10/10
Man laughs; the mountain laughs back.
26 December 2005
Warning: Spoilers
A sunny day in the Mountains - Dr. Johannes Krafft is out mountaineering with his lovely wife and a mountain guide. In his youthful exuberance, he looks up at the mountain that stand before him and laughs.

And like a furious and vengeful Greek God, the mountain strikes him and his life down. As his wife is standing next to a crevasse, peering down into it, an avalanche begins. In the ensuing chaos, the rope which connects her to safety is cut, she falls into the terrible deep, and Johannes clutches the end of the rope with force.

This is a film of primal, operatic power. The plot is threadbare - the entire story could be summarized quickly, with little loss of important events, but the plot is hardly the point of the film. What Pabst and Franck accomplished in their two hour mountain epic was to create a poem of beautiful horror. To combine the elements of wind and water, moving from Winter into Spring, and to express to us, the audience, what a mountain truly means, and to place us firmly in the shoes of those victimized by its terrible beauty. Terrible beauty: a dead man lies sprawled over an ice bridge. As searchers approach, the light shines through the ice, but not through the man's body, crisply showing us the fact of his death in combination with the grace of the piece of ice upon which he rests.

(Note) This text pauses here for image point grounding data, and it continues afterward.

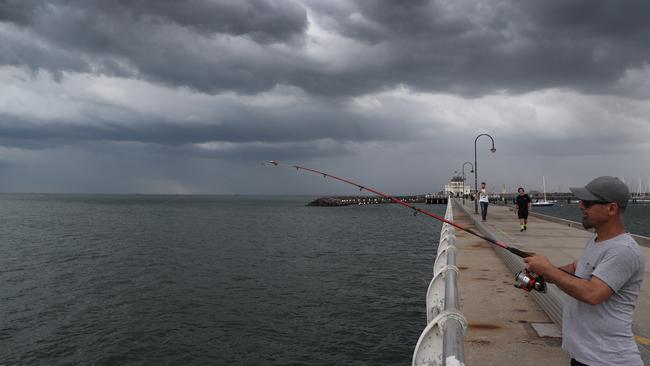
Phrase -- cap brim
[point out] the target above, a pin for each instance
(583, 194)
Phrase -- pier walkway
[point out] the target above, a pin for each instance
(505, 325)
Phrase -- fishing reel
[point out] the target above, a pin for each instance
(527, 280)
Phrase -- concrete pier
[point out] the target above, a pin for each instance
(504, 321)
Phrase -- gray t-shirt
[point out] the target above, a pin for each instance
(602, 334)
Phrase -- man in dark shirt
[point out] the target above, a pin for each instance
(522, 205)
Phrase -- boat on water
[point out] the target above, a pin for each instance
(545, 202)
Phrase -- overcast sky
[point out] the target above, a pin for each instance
(168, 96)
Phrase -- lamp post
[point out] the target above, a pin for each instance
(471, 171)
(493, 150)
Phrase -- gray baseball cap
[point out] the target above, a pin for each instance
(607, 189)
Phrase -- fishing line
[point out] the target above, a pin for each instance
(416, 210)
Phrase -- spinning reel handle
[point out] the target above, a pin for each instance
(527, 281)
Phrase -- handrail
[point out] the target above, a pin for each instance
(441, 342)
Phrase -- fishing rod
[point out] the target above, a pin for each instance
(525, 279)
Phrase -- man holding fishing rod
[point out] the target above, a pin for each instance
(603, 284)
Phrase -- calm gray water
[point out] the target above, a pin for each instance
(637, 216)
(154, 280)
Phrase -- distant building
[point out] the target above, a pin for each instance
(457, 186)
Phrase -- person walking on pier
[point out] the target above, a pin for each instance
(603, 284)
(483, 200)
(522, 205)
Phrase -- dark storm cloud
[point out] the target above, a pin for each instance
(462, 47)
(257, 131)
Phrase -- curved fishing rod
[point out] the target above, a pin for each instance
(512, 250)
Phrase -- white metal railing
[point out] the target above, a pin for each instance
(441, 342)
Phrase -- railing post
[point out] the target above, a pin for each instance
(441, 342)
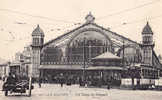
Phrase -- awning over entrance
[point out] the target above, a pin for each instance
(62, 67)
(107, 55)
(104, 68)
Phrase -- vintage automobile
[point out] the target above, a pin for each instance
(21, 86)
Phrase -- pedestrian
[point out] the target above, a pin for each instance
(61, 79)
(39, 82)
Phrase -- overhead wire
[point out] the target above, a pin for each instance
(127, 10)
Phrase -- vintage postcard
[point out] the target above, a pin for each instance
(80, 49)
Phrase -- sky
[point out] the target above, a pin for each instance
(18, 18)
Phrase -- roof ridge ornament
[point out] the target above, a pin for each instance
(89, 18)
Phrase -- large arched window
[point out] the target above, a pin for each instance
(90, 44)
(51, 54)
(131, 55)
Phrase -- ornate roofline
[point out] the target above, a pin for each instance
(59, 37)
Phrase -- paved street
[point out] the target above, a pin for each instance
(74, 92)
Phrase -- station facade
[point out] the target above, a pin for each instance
(91, 51)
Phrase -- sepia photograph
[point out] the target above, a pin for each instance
(80, 50)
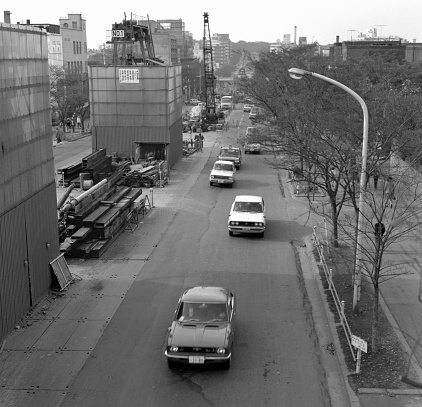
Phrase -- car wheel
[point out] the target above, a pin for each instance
(171, 364)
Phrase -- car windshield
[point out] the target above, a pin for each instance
(202, 312)
(248, 207)
(230, 153)
(223, 167)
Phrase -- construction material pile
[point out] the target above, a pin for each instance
(90, 221)
(154, 174)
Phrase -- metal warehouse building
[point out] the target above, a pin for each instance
(28, 214)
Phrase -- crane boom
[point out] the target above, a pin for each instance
(210, 105)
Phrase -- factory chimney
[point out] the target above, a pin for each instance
(7, 17)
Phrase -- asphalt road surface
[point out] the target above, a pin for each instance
(276, 357)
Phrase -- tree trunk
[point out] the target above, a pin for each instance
(375, 319)
(335, 221)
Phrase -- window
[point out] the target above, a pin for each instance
(128, 75)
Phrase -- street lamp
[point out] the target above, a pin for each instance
(297, 73)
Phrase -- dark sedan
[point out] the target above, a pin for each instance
(202, 331)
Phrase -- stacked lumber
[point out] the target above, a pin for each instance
(69, 174)
(95, 229)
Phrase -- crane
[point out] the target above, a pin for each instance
(210, 105)
(132, 43)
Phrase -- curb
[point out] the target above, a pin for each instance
(354, 401)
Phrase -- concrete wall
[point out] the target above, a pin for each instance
(136, 104)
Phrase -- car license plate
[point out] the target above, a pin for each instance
(196, 359)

Some of the cinematography present is as beautiful and stirring as anything in cinema itself. The film takes a few moments just to show us the textures of things, cinematically interesting surfaces and movements. There are images, many of them having to do with clouds, that have nothing really to do with the matter of the plot, and yet no single frame ought to be taken away, for they support our experience of entering the world completely and wholely. There is some 'filler', sure. But the film can hardly faulted for not constantly hitting the giddy heights it occasionally reaches. Fanck and Pabst take us to a high realm of cinema, and if they slip a few times, they can hardly be faulted. As this film shows us, climbing is a dangerous occupation.

It's best to forget that Leni Riefenstahl is the female lead, in order to enjoy the film more purely. And then, afterwards, remember that she must have surely seen the film, and been inspired by it, to some degree.